Why is it important to talk about these things openly?

Feelings we can put a name to and feelings we share with others are easier to categorize and control. If parents are willing to concede that physical correction inflicted on small children is dangerous and may have disastrous consequences, this will give the child the confirmation it needs to find its way in the world and to reject the belief in things that have no logical foundations. It is a source of reassurance.

Can violence and war ever be prevented?

We urgently need a law prohibiting all the parents in this world from beating, smacking or spanking infants. If cruelty is inflicted on children at a time when their brains are not yet fully developed (the first three to five years), those children will later be determined to avenge themselves on society as a whole for the violence and brutality they have been subjected to, unless, that is, they have the good fortune of having what I call "helping witnesses" to turn to for help.

What can happen if children are left alone with the violence inflicted upon them?

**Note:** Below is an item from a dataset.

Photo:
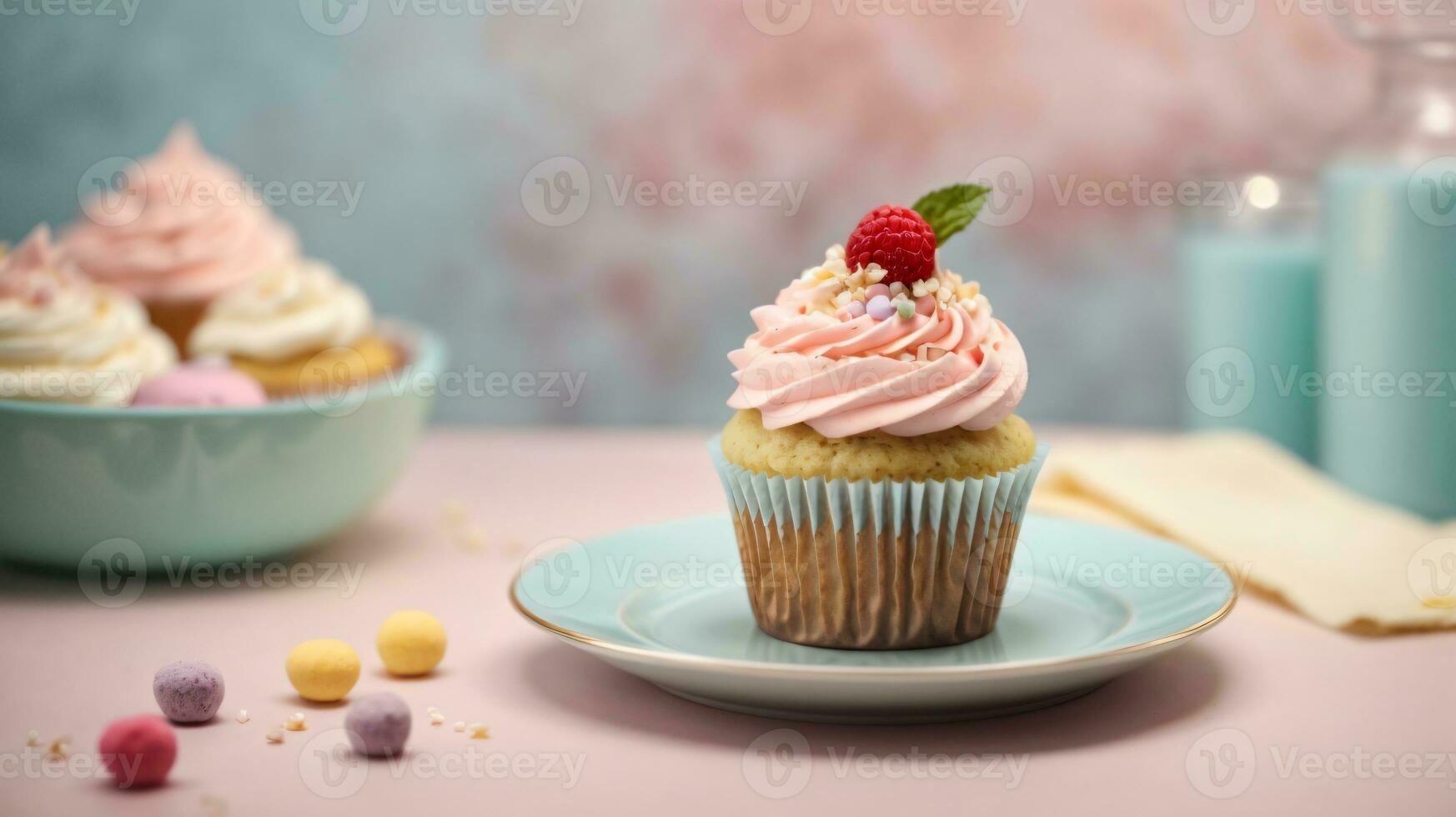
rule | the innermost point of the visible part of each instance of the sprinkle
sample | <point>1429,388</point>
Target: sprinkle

Such helping witnesses are conspicuous by their absence in the childhood years of all the most horrifying dictators of the last century: Hitler, Stalin, Mao, Franco, Ceaucescu. For this reason (and many others) I am convinced that with such a law in 20 years human society would be free of terrorists and criminals. It would consist instead of responsible individuals capable of peaceful, non-violent communication because they were not beaten when they were small and not forced to grow up in an atmosphere of hostility.

That sounds very utopian.

This is not a hopelessly utopian vision but the logical consequence of knowledge that is already available but has yet to be widely disseminated. What that knowledge tells us is that traumata stored in the brain but denied by our conscious minds will always be visited on the next generation.